Styrofoam is a plastic with a bad reputation.

It cannot be recycled without releasing dangerous pollution into the air. The U.S. Environmental Protection Agency says it is the fifth-largest creator of hazardous waste.

Worms to the rescue. Specifically, mealworms.

Scientists from the U.S. and China have discovered that mealworms can digest plastic. One mealworm can digest a pill-sized amount of plastic a day.

Study co-author Wei-Min Wu says that in 24 hours, the plastic is turned into carbon dioxide.

Are the worms hurt by eating plastic? The study found that worms eating Styrofoam were as healthy as worms eating bran.

The researchers will study the worm’s eating habits and look to duplicate the plastic breakdown but on a larger scale.

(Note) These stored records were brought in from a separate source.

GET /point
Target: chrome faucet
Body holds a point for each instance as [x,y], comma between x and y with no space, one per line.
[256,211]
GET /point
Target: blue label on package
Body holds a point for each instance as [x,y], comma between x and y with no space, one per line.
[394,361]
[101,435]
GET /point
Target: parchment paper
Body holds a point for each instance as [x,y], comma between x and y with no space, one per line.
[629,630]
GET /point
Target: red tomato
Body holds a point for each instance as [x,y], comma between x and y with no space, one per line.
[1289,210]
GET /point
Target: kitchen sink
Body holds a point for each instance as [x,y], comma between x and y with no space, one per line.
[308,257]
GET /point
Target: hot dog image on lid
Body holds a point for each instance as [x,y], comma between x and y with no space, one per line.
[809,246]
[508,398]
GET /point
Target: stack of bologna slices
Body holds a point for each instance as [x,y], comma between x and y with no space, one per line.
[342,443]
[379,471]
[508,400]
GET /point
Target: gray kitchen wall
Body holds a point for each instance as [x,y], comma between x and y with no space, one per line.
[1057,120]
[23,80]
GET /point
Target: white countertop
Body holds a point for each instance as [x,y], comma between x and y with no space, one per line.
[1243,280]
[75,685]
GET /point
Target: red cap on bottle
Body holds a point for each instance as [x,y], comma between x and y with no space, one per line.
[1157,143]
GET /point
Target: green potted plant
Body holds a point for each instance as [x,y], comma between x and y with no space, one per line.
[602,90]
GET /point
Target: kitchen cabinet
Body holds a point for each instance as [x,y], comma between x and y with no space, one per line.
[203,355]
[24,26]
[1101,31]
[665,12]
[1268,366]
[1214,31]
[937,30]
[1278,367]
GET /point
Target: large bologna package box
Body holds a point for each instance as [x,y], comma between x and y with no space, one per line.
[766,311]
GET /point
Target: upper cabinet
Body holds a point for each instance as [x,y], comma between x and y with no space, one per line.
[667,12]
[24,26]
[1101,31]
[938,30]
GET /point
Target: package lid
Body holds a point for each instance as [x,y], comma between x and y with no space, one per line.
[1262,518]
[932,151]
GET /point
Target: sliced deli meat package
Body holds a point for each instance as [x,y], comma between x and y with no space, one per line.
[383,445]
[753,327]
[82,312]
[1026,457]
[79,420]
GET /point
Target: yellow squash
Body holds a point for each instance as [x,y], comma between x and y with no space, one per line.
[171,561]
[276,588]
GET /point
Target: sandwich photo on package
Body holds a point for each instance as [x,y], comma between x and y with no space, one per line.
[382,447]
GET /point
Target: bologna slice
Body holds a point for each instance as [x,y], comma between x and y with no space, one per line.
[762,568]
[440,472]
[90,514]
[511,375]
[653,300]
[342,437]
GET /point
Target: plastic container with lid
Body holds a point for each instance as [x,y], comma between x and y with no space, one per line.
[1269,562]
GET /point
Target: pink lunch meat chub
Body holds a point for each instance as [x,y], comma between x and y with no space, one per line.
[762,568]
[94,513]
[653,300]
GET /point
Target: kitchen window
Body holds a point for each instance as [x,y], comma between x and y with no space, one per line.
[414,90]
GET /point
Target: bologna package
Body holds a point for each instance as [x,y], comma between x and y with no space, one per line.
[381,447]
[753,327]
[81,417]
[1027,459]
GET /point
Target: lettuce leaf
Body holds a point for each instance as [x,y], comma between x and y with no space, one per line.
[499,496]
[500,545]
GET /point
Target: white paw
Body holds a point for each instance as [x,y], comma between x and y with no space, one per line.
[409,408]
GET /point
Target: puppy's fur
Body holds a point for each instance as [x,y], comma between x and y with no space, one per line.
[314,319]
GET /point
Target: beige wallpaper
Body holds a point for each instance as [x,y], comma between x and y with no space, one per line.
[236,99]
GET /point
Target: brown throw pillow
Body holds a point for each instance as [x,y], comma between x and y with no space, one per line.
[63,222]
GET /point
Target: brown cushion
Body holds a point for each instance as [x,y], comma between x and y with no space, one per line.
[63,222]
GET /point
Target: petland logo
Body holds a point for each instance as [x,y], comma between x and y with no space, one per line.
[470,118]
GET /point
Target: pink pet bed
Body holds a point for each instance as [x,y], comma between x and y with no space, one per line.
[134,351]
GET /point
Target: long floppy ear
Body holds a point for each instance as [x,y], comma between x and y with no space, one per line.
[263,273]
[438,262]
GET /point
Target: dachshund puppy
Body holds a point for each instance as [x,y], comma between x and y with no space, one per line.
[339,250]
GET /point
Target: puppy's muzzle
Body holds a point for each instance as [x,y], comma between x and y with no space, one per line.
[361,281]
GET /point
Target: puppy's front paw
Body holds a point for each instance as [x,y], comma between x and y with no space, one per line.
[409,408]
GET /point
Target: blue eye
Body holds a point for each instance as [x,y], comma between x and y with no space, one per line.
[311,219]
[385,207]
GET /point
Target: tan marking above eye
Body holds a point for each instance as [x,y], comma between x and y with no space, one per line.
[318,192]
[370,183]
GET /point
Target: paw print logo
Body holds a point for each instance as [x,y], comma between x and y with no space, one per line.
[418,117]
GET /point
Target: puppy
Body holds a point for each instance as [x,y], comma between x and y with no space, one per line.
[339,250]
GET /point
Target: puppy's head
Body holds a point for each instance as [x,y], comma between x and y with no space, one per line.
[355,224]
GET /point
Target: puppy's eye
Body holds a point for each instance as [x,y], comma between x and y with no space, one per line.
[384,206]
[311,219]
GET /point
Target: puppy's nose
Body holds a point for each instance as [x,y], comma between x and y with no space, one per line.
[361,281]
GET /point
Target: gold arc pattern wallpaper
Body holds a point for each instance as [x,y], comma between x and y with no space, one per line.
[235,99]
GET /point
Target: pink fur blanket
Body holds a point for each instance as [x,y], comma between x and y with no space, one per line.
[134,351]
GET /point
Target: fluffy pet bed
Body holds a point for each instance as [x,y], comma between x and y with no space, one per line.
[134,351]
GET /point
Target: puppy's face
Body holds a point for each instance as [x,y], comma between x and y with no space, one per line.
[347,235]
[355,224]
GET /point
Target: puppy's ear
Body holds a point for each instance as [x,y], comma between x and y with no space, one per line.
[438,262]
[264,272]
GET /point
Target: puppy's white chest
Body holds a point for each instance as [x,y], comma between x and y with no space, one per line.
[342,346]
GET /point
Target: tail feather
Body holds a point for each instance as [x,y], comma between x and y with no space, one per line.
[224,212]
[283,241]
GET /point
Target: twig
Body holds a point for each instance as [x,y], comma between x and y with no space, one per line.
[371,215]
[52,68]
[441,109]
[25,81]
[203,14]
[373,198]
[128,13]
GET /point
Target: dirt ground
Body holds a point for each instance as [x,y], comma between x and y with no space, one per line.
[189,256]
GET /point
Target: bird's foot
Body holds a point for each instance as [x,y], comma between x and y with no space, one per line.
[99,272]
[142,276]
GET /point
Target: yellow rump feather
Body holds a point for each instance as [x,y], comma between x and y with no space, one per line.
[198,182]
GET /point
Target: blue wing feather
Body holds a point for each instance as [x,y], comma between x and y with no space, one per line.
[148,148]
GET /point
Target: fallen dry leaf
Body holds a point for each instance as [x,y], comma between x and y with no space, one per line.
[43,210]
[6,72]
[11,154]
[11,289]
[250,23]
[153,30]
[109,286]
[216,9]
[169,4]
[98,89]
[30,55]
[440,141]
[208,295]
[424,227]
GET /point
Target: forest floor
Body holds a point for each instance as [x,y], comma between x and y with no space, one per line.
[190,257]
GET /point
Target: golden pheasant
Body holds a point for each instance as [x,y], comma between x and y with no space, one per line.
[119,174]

Styrofoam, or polystyrene, is a light-weight material, about 95 percent air, with very good insulation properties, according to Earthsource.org. It is used in products from cups that keep your beverages hot or cold to packaging material that protects items during shipping.

Solving the issue of plastic pollution is important says Wu, a Stanford University environmental engineering instructor. Landfill space is becoming limited, he says.

About 33-million tons of plastic are thrown away in the United States every year. Plastic plates, cups and containers take up 25 percent to 30 percent of space in America’s landfills. One Styrofoam cup takes more than 1 million years to recycle in a landfill, according to Cleveland State University.

I’m Anne Ball.

Jessica Berman reported this story for VOANews.com. Jim Dresbach adapted it for Learning English. Kathleen Struck was the editor.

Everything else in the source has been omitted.